Animation Domination: Another programming block, this one on Sunday, these have been declining a bit (The Simpsons has been around for 20 friggin' years, after all), but are still a nice way to end the weekend.

Breaking Bad: Something I caught up with that's currently in its second season, this show involves a chemistry teacher with terminal cancer cooking crystal meth with a high school dropout as a way of building up a nest egg for his family. Aside from being hilarious and depressing in equal parts, it really shows what Bryan Cranston (Malcolm in the Middle) can do with a darker role.

Hal snaps

Dexter: A show about a blood pathologist who is also a serial killer who takes out bad guys in his spare time. Would you look at that? A crime show that doesn't come with the CSI or Law and Order stamp pre-approved to go before whatever the actual title of the show is!

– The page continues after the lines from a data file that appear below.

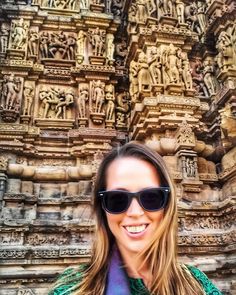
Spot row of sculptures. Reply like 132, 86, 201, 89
32, 0, 123, 15
0, 74, 130, 126
129, 0, 208, 33
0, 18, 117, 61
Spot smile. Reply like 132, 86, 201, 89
124, 224, 147, 234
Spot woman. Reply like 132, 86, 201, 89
50, 143, 221, 295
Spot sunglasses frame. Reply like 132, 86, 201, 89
98, 187, 170, 214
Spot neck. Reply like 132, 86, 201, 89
119, 247, 152, 286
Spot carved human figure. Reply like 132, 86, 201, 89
136, 0, 147, 23
77, 84, 89, 118
55, 91, 74, 119
138, 51, 152, 93
66, 34, 76, 60
39, 87, 61, 118
39, 32, 49, 58
197, 1, 207, 33
11, 18, 28, 49
202, 59, 217, 96
28, 29, 39, 56
111, 0, 123, 16
165, 43, 180, 83
80, 0, 89, 9
149, 47, 162, 84
159, 0, 173, 16
23, 85, 34, 116
182, 54, 193, 89
77, 30, 87, 56
175, 0, 185, 24
106, 34, 115, 61
3, 74, 21, 110
0, 23, 9, 52
216, 31, 234, 71
105, 84, 115, 121
129, 60, 139, 102
88, 27, 106, 56
92, 80, 105, 114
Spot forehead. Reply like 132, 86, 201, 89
106, 157, 160, 191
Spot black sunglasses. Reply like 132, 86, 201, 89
98, 187, 170, 214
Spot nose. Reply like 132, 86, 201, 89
126, 198, 144, 216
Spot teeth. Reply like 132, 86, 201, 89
125, 224, 146, 233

: I think Buffy and Firefly were probably stronger than this is right now, but it's a good idea for a show and it seems to be doing fairly well.

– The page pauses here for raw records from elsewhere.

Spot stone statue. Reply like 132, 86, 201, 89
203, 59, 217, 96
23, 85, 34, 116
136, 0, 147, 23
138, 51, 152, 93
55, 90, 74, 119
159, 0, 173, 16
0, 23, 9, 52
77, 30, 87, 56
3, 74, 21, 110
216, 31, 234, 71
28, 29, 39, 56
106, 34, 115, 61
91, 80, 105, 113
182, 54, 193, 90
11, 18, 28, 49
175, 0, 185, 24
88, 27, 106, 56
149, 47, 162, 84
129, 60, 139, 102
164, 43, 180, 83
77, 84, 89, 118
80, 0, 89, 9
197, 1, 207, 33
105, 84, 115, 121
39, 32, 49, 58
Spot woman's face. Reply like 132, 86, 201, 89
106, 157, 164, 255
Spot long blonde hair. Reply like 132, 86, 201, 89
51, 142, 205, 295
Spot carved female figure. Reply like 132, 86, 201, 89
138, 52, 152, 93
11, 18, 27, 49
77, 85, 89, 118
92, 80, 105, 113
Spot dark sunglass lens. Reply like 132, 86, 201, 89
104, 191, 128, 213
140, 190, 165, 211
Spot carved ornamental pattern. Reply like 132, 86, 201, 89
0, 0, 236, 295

Fringe: I'm watching it right now! In another little box to the right. It's no X-Files, but it's got more kick and creativity than the endless cop and doctor shows that are starting to die off and, I'm recalling, were another reason I watched less TV not so long ago.

Lost: This show was originally pitched as focusing on the survivors of a plane crash trying to cut it on a desert island, literally Cast Away: The Series. Someone got the idea that the show would be more interesting if the island wasn't really deserted, if it had polar bears, and a variety of other things that would take up too much space to go over here (go over them here instead). The creators say they have a plan to wrap up all the questions before the show concludes next year, and I trust them, but the seeming blank slate of the whole thing is amazing. How we got from the standard "What are they going to eat?" question to the "What happened to the hydrogen bomb?" question over the course of a few seasons is probably one of the larger leaps a show has ever taken.

My Name Is Earl: Can be somewhat hit-and-miss, but has a lot of good humor (you'd expect that from some Kevin Smith veterans, right?). I also find it amusing how a show with a basic undercurrent of a guy trying to make up all of the bad things he did to people over the years can still be denounced by the Parents Television Council.

Mythbusters: Like any other man on the planet, I wish I could work with these guys.

Rescue Me: Catching up on this show on Hulu after managing to catch the first four episodes and the entire third season. It's having the dangerous effect of making me want to run off and join the FDNY, provided I don't have to constantly get involved in messed up family situations, alcoholism, and fights.

South Park: They're relying on current events more than odd ideas more, but the show can still find ways to approach plots in completely unconventional and hilarious ways.

Terminator: The Sarah Connor Chronicles: It's had a few missteps, but it's got a compelling enough story; a friend of mine complains that it's messed up the continuity presented in the movies, if there was one, but we are talking about time travel here. As an added bonus, you also get Summer Glau kicking ass and looking good doing it.

The Sexy Robotics Institute rejected both my application and my suggestion to get dinner somewhere.

The Colbert Report: Fox News is so vain, they probably think this show is about them. Stephen Colbert's complete cut-up routines and quest for personal glory are probably some of the best things on TV right now. I also want to see him fill in every state in Better Know a District one day.

The Daily Show: It led to the Colbert Report, and it's still one of the better reality checks on the government, cable news, and various other crazies. It's also good to see that they can continue to be funny and thus disprove the theory that only mockery of a Republican President can sustain such a show.

The Office: A nice send-up of working life, but those guys really shouldn't complain...they don't even have to deal with cubicles. I can understand how some people think Steve Carrell's batshit insane regional manager is far more squirm-inducing than anything else, but anyone who can't laugh at an exchange between Dwight and Jim has no soul.